LGBT Rights in Georgia | Equaldex
A spokesman for Clayton County declined to comment on the firing, citing the ongoing litigation. One involves a now-deceased New York skydiving instructor named Donald Zarda who was fired by his employer in after revealing he was gay.
Big business, typically eager to avoid liability in employment disputes, is backing the LGBTQ plaintiffs in the three cases.
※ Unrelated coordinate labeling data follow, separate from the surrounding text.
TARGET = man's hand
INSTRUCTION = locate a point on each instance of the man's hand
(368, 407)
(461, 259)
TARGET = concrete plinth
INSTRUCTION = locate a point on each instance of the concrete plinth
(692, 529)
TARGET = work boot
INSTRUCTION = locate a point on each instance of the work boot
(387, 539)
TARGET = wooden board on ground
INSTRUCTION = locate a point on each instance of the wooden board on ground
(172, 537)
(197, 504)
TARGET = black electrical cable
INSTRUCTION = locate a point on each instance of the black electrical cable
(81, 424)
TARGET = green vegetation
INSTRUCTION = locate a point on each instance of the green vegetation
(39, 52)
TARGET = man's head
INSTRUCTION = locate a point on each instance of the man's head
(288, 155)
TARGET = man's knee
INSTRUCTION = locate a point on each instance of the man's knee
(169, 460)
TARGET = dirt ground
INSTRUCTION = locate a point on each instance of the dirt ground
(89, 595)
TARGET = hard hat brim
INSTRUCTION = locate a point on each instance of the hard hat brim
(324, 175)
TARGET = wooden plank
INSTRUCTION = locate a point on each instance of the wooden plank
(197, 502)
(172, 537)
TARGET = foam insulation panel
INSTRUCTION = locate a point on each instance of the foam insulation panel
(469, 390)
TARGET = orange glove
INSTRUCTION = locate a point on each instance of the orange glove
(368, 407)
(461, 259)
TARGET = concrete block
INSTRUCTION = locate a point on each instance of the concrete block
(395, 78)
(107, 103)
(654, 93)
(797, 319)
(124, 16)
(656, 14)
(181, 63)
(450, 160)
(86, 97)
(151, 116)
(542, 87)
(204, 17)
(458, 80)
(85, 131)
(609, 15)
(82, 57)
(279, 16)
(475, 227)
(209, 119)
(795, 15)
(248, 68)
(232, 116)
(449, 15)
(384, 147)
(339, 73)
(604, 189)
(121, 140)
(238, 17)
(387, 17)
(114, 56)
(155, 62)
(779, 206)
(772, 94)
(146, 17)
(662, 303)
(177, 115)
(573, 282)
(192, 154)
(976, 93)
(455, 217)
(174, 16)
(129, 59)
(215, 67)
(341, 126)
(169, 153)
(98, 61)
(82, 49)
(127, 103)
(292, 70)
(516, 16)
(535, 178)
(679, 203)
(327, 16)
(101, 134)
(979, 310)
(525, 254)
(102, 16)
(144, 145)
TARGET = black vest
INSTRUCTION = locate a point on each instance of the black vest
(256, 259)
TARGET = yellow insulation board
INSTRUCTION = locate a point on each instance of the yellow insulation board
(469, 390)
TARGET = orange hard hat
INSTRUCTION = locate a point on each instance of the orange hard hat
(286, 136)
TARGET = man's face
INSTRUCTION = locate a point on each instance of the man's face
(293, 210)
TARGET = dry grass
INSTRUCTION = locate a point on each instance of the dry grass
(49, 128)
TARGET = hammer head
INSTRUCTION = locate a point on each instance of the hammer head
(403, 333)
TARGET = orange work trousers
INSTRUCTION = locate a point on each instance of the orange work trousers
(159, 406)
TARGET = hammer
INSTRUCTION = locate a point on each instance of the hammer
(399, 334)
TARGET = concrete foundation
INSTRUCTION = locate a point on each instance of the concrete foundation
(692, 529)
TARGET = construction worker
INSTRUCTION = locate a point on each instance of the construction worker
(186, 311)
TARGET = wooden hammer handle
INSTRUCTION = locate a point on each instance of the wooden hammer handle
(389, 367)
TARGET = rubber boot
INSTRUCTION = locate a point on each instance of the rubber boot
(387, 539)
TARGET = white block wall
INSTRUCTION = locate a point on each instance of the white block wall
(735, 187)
The current patchwork of state and local anti-discrimination laws harms the ability of businesses to recruit and retain top talent, the companies argued.
The definition of 'sex'
The plaintiffs and civil rights groups have argued that discriminating against gay and transgender workers is based on their sex and, thus, unlawful. Supreme Court, in a landmark case, guaranteed same-sex couples the legal right to marry. The court ruled against the appeal, however, and the state's governor quickly announced that Georgia would follow the court's ruling. In , 76 percent of Georgia voters approved a referendum banning same-sex marriage.
Georgia Can’t Afford Another Anti-LGBT Bill
Marriages between persons of the same sex are prohibited in this state. On June 26, , the U.
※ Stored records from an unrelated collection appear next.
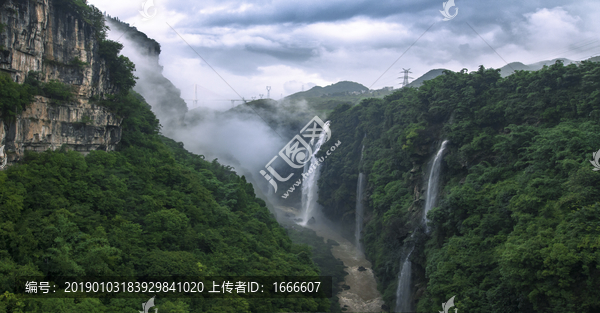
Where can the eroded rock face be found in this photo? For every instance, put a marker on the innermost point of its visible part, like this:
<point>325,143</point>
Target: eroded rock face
<point>40,37</point>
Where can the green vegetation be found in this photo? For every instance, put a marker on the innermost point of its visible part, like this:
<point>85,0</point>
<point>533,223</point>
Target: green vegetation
<point>150,208</point>
<point>120,68</point>
<point>517,225</point>
<point>13,97</point>
<point>88,13</point>
<point>57,91</point>
<point>322,257</point>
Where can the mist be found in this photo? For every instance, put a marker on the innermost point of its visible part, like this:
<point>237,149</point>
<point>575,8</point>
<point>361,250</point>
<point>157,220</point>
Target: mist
<point>245,137</point>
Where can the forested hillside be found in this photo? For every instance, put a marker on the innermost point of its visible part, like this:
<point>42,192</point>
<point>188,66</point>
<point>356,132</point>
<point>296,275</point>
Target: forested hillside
<point>517,225</point>
<point>149,209</point>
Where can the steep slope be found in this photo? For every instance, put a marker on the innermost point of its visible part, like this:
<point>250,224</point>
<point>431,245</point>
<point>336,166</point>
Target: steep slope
<point>161,94</point>
<point>34,46</point>
<point>516,225</point>
<point>150,208</point>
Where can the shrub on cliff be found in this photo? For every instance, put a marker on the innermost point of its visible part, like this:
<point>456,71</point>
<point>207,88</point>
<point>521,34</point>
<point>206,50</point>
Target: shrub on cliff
<point>14,97</point>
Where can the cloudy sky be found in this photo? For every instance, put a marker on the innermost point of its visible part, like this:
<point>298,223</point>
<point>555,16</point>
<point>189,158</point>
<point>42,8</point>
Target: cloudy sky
<point>290,44</point>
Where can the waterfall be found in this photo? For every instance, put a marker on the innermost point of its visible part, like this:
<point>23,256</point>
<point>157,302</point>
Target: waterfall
<point>310,176</point>
<point>360,190</point>
<point>432,184</point>
<point>403,303</point>
<point>360,210</point>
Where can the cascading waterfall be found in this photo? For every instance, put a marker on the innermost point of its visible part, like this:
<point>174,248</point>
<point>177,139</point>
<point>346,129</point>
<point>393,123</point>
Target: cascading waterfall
<point>433,183</point>
<point>403,303</point>
<point>360,190</point>
<point>310,176</point>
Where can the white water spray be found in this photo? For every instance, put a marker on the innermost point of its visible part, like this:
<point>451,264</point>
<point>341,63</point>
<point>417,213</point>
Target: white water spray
<point>403,303</point>
<point>310,190</point>
<point>359,213</point>
<point>433,183</point>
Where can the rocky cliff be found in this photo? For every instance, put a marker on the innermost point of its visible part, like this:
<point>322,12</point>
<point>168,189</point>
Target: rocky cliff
<point>44,37</point>
<point>160,93</point>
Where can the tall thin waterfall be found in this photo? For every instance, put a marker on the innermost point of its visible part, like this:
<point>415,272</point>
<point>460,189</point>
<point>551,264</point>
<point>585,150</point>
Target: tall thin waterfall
<point>433,183</point>
<point>403,303</point>
<point>360,191</point>
<point>310,176</point>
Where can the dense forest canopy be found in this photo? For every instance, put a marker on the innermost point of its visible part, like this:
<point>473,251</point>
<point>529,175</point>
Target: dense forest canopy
<point>149,209</point>
<point>517,228</point>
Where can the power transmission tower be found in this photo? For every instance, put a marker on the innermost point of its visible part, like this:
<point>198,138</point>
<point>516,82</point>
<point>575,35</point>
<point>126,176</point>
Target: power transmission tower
<point>406,77</point>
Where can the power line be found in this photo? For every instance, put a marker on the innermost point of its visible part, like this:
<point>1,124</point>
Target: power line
<point>490,47</point>
<point>402,55</point>
<point>198,54</point>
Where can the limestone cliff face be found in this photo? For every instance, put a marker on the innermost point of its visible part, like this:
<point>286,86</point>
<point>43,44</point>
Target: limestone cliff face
<point>39,36</point>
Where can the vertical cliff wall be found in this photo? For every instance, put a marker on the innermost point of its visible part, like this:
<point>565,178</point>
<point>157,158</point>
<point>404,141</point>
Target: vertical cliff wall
<point>45,37</point>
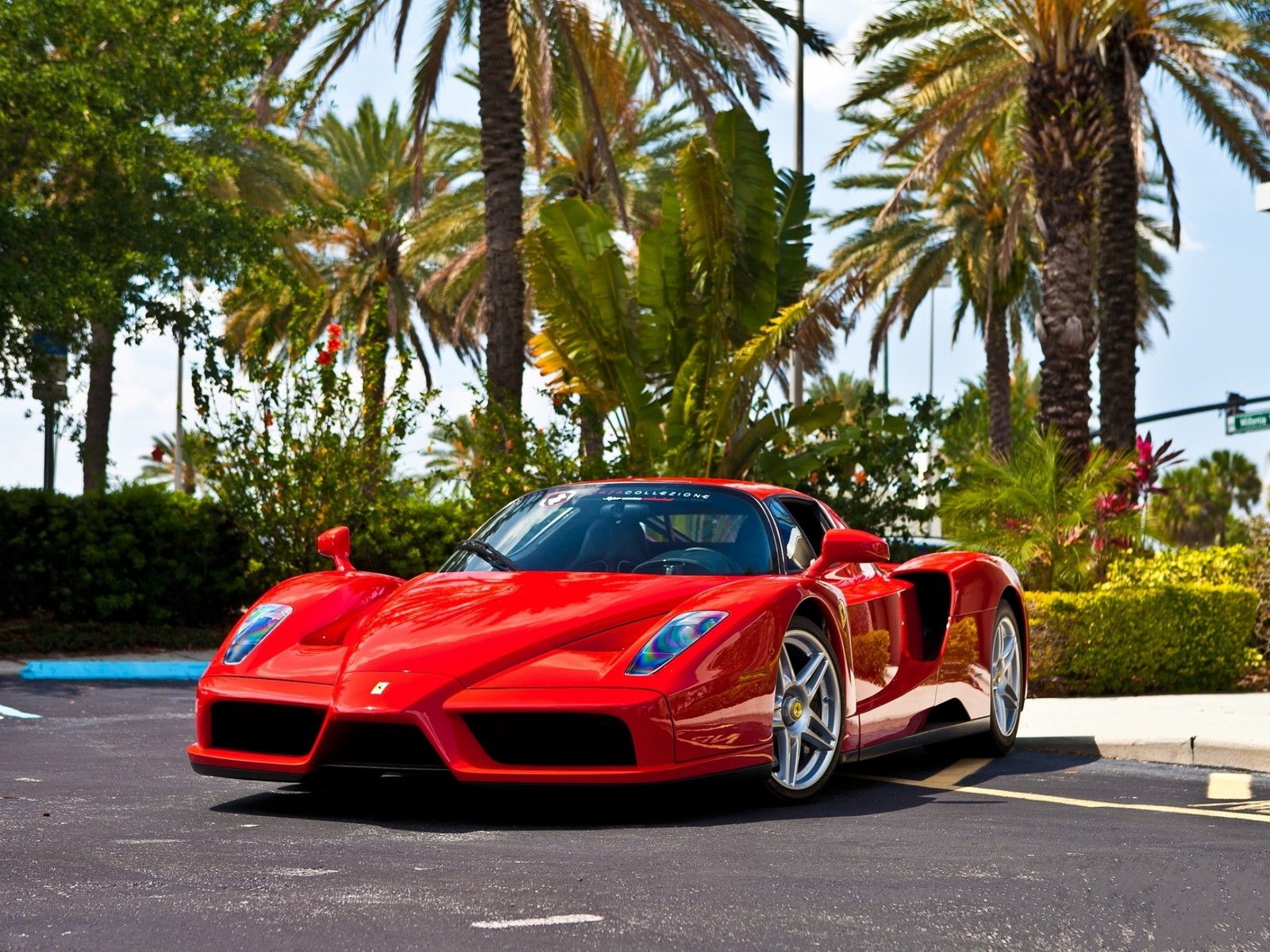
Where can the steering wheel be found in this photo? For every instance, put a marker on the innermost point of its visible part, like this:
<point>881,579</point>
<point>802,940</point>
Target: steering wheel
<point>706,562</point>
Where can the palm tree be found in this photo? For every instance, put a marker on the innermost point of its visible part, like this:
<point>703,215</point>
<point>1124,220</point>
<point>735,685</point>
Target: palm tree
<point>975,221</point>
<point>645,132</point>
<point>1195,505</point>
<point>967,63</point>
<point>962,65</point>
<point>1216,56</point>
<point>706,48</point>
<point>1041,509</point>
<point>672,349</point>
see url The Supreme Court did not agree and rejected the appeal. Georgia's governor stated after the ruling: "While I believe that this issue should be decided by the states and by legislatures, not the federal judiciary, I also believe in the rule of law. The court, essentially, rejected the states' objection to same-sex marriages at the same time that it ruled in favor of such unions.